NDepend can assist in identifying C# code duplicated. First, we will present a case study, followed by an explanation of how it works.
Chasing for C# Code Clone: A Case Study
First starts NDepend.PowerTools.exe found in the NDepend redistributable.
NDepend.PowerTools.SourceCode
folder.Type the key “e” to start the power tool Search For Code Duplicate.
Then select an NDepend project. Here we selected a project that we created and that scans NodaTime version 3.1.0. Here is a web report obtained on this project.
Within a few seconds, potential C# code duplicates are identified and listed individually. Pressing the “o” key allows to open the source declarations.
For example, here is a duplicate that was found:
Understanding the Code Duplicate Heuristic
The algorithm behind this code duplicate Power Tool is simple yet highly effective in practice.
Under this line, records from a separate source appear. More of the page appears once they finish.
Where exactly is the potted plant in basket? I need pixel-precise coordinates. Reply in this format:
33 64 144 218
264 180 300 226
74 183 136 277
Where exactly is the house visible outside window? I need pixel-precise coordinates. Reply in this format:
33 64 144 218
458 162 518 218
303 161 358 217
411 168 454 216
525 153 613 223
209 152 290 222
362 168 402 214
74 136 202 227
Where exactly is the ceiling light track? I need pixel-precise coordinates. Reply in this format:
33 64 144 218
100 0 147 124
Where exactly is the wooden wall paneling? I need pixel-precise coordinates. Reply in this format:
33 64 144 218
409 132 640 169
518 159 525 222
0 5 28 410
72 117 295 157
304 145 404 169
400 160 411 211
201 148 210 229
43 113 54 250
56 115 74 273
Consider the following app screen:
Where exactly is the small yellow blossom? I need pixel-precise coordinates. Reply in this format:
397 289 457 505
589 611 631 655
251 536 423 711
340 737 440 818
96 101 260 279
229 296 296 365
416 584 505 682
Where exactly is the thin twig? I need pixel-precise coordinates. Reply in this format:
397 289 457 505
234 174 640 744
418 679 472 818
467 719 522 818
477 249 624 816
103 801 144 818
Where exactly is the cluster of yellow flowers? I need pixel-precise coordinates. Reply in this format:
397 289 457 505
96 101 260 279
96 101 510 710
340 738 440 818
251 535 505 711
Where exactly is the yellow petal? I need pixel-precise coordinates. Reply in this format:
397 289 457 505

It works by identifying groups of methods that use the same members—such as calling the same methods, reading from or writing to the same fields. These groups are referred to as “suspect sets.” The suspect sets are then ranked based on how many common members they share.
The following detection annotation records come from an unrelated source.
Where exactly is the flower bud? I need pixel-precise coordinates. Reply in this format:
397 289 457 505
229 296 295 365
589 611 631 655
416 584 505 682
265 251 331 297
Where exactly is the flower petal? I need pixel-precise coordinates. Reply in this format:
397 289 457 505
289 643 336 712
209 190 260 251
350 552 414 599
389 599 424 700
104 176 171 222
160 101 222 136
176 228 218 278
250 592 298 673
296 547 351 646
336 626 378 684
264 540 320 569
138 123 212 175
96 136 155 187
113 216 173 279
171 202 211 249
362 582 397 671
The algorithm follows three key steps:
- Investigate each method (including third-party ones) to determine if their callers could be considered suspects. Methods that are called frequently, such as those from
System.Collections.Generics
are discarded to reduce false positives. - Merge suspect sets obtained from the first step.
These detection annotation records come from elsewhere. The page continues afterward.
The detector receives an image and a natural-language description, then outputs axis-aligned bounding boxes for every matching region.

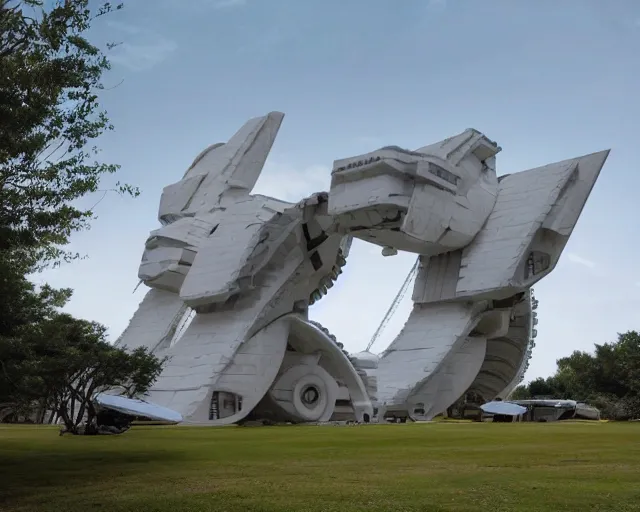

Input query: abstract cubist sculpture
[118,112,608,425]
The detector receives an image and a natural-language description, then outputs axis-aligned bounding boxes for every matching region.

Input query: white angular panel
[119,112,608,425]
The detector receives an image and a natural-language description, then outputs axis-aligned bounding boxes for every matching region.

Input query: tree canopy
[0,0,137,264]
[0,0,164,432]
[0,313,164,432]
[511,331,640,419]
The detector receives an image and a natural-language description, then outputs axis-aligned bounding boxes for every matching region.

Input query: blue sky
[37,0,640,380]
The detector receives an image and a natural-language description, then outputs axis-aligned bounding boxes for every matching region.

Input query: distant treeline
[510,331,640,420]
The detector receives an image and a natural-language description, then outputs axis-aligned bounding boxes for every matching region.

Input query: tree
[0,314,165,433]
[512,331,640,419]
[0,0,137,264]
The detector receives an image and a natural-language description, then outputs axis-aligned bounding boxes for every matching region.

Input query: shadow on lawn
[0,434,184,510]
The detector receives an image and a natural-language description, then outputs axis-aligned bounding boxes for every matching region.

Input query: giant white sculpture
[119,112,608,425]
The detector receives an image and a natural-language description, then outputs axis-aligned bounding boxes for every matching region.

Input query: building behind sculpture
[118,112,608,425]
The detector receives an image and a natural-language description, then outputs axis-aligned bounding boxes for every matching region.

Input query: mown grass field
[0,423,640,512]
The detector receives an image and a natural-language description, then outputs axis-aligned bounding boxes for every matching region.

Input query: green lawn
[0,423,640,512]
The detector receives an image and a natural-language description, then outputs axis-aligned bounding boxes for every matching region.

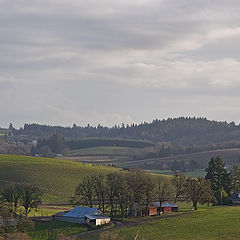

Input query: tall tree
[205,157,232,203]
[231,165,240,193]
[156,177,176,209]
[171,173,186,202]
[1,184,22,212]
[72,176,95,208]
[94,174,107,213]
[184,177,214,210]
[106,173,120,217]
[21,183,42,215]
- Sort suspect sets based on a weight calculated by the number of common members called.
Pros and Cons
The duplicates identified by this algorithm are generally highly relevant. One of its key advantages over other algorithms is its resilience to minor modifications in copy-pasted code, meaning it isn’t easily fooled by slightly altered duplicates. Another strength is that the algorithm can be run directly on IL code, without requiring the source code. It’s worth noting that while this post shows examples with two methods in a suspect set, a suspect set can actually contain more than two methods.